这周leetcode图周 刚好把之前不会的地方补上
之后应该会写union Find吧
Dijkstra算法其实就求一点到任意点的最短路径
图可以是有向图也可以是无向图
但权值必须非负值
遇到题目的步骤如下:
1.将边转换成无向图或有向图 graph
2.开一个纪录各点最短路径的list result,并更新起点的值
3.开一个heap pq,更新各点的最短路径,并保证每次跳出来的是该节点的最短路径
借此增进算法效率
4.将起点的权值跟起点放入heap,heap会以起点的权值做排序(注1)
5.heap为空前,重复执行以下几点:
(1)heap弹出node跟node的权值,假如node == 目标 回传result[node]
(2)遍历graph[node],你会得到另一点 neighber与node到neighber的权值
(3)将node权值与neighber做运算 得到新的距离 假如此新距离 < result[neighber]

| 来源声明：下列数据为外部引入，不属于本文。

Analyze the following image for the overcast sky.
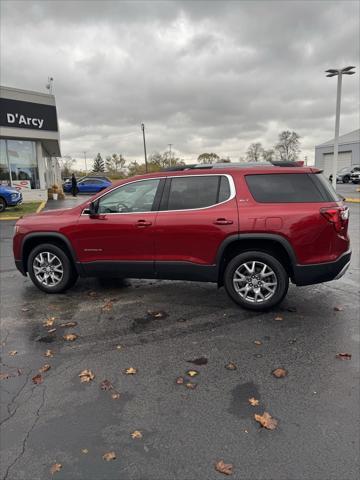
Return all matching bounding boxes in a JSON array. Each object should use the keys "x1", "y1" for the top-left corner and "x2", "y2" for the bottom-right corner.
[{"x1": 1, "y1": 0, "x2": 359, "y2": 167}]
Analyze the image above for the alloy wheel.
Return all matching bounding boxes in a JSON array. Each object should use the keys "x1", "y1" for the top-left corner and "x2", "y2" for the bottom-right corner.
[
  {"x1": 33, "y1": 251, "x2": 64, "y2": 287},
  {"x1": 232, "y1": 260, "x2": 278, "y2": 304}
]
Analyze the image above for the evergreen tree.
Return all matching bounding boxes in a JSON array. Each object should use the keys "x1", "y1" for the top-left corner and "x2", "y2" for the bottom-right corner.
[{"x1": 92, "y1": 153, "x2": 105, "y2": 172}]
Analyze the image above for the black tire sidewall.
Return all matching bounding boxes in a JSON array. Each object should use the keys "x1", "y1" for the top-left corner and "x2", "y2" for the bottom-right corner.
[
  {"x1": 0, "y1": 198, "x2": 6, "y2": 212},
  {"x1": 27, "y1": 243, "x2": 76, "y2": 293},
  {"x1": 224, "y1": 251, "x2": 289, "y2": 311}
]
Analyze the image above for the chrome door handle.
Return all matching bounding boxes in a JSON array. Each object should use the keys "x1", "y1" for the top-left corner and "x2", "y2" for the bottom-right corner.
[
  {"x1": 136, "y1": 219, "x2": 152, "y2": 227},
  {"x1": 214, "y1": 218, "x2": 234, "y2": 225}
]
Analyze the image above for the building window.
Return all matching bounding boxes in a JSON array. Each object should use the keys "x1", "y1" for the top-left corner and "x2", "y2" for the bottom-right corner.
[
  {"x1": 0, "y1": 139, "x2": 10, "y2": 185},
  {"x1": 6, "y1": 140, "x2": 39, "y2": 189}
]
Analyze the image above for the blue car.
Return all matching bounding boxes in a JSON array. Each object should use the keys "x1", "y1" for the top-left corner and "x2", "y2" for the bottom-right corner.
[
  {"x1": 63, "y1": 177, "x2": 112, "y2": 194},
  {"x1": 0, "y1": 185, "x2": 23, "y2": 212}
]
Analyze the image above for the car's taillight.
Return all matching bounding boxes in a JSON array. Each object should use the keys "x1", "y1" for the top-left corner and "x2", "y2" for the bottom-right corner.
[{"x1": 320, "y1": 206, "x2": 349, "y2": 233}]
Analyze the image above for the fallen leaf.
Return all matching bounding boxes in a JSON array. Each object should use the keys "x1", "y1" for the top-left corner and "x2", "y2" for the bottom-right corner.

纪录的最短距离 更新result[neighber]并将新的最短距离与neighber放入heap
题目:
https://leetcode.com/problems/path-with-maximum-probability
1514. Path with Maximum Probability
给定一无向图,图上有权值,权值代表成功走到该点的机率
给定起点与终点 请回传走到终点的最大机率
Example 1:
Input: n = 3, edges = [[0,1],[1,2],[0,2]], succProb = [0.5,0.5,0.2], start =
0, end = 2
Output: 0.25000
Explanation: There are two paths from start to end, one having a probability
of success = 0.2 and the other has 0.5 * 0.5 = 0.25.
Example 2:
Input: n = 3, edges = [[0,1],[1,2],[0,2]], succProb = [0.5,0.5,0.3], start =
0, end = 2
Output: 0.30000
Example 3:
Input: n = 3, edges = [[0,1]], succProb = [0.5], start = 0, end = 2
Output: 0.00000
Explanation: There is no path between 0 and 2.
Constraints:
2 <= n <= 10^4
0 <= start, end < n
start !0 <= a, b < n
a != b
0 <= succProb.length == edges.length <= 2*10^4
0 <= succProb[i] <= 1
There is at most one edge between every two nodes.
思路:
照着上面步骤 首先把edges与对应的succProb转成无向图
开一个长度n的list 纪录最大机率
开一个heap并把start与start的值放入
因为这边求最大机率 我们需要大堆顶 所以值要加负号
然后照上面步骤开循环
走到end 回传result[node]
遍历graph[node] 计算新的机率 假如新的机率比result纪录的机率大
我们就更新result[node] 并且把新机率与node放入heap
Python Code:
class Solution:
def maxProbability(self, n: int, edges: List[List[int]], succProb:
List[float], start_node: int, end_node: int) -> float:
graph = defaultdict(list)
for i in range(len(edges)):
graph[edges[i][0]].append((edges[i][1], succProb[i]))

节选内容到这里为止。